Ayant de telles origines, il n’est guère étonnant que le gwo ka que nous connaissons aujourd’hui se caractérise par un rythme fortement africain.

La structure rythmique du gwaka se compose de 2 tambours boula (ou parfois plus), au son grave, sur lequel sont frappés les rythmes de base qui accompagnent le tambour
soliste, le marqueur, qui marque le danseur. Elle est menée par un chanteur qui lance une chanson dont le refrain est repris par les choeurs, les répondeurs. Viennent s'ajouter les battements des mains et les chachas, maracas, se sont des calebasses jouées à pleine main remplie de graines qui aide à soutenir la cadence rythmique.
La musique Gwo Ka s'est adaptée au milieu et était présente dans tous les actes de la vie quotidienne (comme en Afrique) naissance, mort, gîte, révolte, tâches journalières, romances etc... C'est pourquoi on peut répertorier différents types de chants ou styles gwo ka, pour donner les huits rythmes ou danses que nous connaissons :
- le Léwòz : rythme guerrier
- le Menndé : dernier rythme arrivé au pays avec la venue des congos
- le Kaladjya :
symbolise la lutte en amour.
- le Graj : accompagne les travaux de production agricole (ex : le grage manioc, le jardin, la cueillette).
- le Woulé : "valse créole" pour charmer et singer le blanc
- le Padjanbèl : danse de la coupe de la canne.
- le Toumblak : la danse du ventre, la danse de la fertilité
- Le Mayole :
Le jeu des mayoleurs est un duel aux bâtons sous forme de danse.

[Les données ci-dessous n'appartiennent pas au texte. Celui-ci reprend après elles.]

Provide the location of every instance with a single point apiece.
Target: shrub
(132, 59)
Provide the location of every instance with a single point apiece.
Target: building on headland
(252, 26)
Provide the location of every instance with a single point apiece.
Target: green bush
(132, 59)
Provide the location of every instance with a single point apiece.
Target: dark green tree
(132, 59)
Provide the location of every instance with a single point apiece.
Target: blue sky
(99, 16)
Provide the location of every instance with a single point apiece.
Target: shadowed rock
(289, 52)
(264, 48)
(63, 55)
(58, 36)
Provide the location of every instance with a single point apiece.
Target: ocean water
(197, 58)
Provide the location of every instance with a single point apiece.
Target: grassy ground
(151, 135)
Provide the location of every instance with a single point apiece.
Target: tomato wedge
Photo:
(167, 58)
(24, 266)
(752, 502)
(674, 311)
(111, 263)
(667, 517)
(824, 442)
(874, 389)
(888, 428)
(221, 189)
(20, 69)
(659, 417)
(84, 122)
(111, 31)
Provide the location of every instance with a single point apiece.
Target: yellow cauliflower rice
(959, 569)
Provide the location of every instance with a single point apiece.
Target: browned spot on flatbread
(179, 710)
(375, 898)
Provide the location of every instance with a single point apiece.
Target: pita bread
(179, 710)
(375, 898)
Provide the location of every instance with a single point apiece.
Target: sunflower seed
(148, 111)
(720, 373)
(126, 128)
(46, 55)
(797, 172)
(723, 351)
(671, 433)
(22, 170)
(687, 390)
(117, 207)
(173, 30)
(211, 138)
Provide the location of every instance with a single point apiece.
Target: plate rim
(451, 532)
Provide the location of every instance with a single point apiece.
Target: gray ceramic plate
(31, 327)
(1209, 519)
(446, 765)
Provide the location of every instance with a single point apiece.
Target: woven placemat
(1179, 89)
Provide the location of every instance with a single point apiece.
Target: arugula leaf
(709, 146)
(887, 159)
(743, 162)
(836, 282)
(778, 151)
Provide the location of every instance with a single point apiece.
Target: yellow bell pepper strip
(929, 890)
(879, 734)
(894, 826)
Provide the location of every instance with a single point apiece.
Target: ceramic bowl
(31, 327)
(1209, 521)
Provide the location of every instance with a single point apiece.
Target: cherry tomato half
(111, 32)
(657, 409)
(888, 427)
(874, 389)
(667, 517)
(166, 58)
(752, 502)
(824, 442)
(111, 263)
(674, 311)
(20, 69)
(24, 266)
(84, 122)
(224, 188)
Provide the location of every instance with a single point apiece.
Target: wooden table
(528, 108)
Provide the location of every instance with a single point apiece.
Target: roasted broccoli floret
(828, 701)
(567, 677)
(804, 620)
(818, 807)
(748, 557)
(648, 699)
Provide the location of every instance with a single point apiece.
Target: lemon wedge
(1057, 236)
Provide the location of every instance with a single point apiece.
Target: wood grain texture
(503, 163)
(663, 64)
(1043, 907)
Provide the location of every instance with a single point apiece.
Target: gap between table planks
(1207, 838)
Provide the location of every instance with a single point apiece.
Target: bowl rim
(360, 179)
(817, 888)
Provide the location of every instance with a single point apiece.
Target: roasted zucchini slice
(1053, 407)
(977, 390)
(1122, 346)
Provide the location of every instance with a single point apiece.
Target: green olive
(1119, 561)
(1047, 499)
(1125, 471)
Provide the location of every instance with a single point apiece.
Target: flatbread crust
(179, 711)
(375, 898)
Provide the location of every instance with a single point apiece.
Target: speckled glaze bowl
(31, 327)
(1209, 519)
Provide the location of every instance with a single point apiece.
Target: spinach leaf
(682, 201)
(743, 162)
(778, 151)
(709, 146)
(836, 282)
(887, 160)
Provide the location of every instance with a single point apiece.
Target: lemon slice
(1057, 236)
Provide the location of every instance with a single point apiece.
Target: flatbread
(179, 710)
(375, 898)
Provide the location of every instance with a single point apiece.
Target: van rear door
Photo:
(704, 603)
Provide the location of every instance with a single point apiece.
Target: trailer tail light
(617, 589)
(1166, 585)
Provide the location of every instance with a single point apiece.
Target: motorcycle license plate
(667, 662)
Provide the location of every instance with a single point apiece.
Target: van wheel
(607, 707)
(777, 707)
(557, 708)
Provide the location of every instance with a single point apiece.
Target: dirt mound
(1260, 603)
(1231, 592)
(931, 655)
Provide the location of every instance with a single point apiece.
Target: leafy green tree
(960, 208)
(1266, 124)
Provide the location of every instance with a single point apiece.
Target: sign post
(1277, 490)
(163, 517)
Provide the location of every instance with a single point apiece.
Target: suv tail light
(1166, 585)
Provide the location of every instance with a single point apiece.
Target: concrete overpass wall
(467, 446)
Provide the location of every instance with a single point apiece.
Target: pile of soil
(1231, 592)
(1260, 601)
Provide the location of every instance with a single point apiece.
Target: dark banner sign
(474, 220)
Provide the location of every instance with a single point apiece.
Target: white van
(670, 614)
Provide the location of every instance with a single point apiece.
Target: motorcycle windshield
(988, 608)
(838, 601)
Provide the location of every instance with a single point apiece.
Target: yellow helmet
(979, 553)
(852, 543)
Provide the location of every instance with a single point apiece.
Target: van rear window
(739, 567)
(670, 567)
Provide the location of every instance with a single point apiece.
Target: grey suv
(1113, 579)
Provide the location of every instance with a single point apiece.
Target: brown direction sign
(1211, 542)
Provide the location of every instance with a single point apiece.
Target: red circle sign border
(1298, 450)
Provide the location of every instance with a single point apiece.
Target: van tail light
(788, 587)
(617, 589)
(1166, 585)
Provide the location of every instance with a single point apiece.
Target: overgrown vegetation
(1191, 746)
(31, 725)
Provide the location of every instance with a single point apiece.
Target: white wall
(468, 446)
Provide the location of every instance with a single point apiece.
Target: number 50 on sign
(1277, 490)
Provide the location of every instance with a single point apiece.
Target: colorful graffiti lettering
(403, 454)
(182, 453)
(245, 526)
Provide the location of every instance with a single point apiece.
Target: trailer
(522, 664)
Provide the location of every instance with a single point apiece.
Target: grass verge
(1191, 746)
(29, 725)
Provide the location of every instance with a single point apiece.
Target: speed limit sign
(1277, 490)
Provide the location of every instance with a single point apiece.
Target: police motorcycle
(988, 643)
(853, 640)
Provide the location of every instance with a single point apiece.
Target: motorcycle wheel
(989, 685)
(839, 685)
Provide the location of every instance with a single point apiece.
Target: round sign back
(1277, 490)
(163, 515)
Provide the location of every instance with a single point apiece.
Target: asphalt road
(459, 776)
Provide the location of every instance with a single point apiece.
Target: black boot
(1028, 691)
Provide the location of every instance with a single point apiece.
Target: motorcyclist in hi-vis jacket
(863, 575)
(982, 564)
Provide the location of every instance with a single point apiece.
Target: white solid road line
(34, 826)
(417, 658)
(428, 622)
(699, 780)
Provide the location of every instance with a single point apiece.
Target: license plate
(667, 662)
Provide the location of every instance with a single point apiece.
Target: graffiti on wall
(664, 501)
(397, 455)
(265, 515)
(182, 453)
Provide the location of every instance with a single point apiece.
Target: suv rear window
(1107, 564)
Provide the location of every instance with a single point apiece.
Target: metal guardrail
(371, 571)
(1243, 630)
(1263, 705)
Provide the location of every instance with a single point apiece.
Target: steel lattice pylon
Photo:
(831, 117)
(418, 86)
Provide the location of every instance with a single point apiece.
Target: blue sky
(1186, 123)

Le mot GWO KA désigne aussi bien l'instrument que la musique elle- même
Chaque année, la Guadeloupe fête le Gwo Ka à l’occasion du Festival du Gwo Ka de Sainte Anne. Ceci est devenu un rendez-vous musical incontournable attirant non seulement grand nombre d’antillais mais aussi beaucoup de touristes. C’est en quelque sorte une manière de perpétuer la tradition.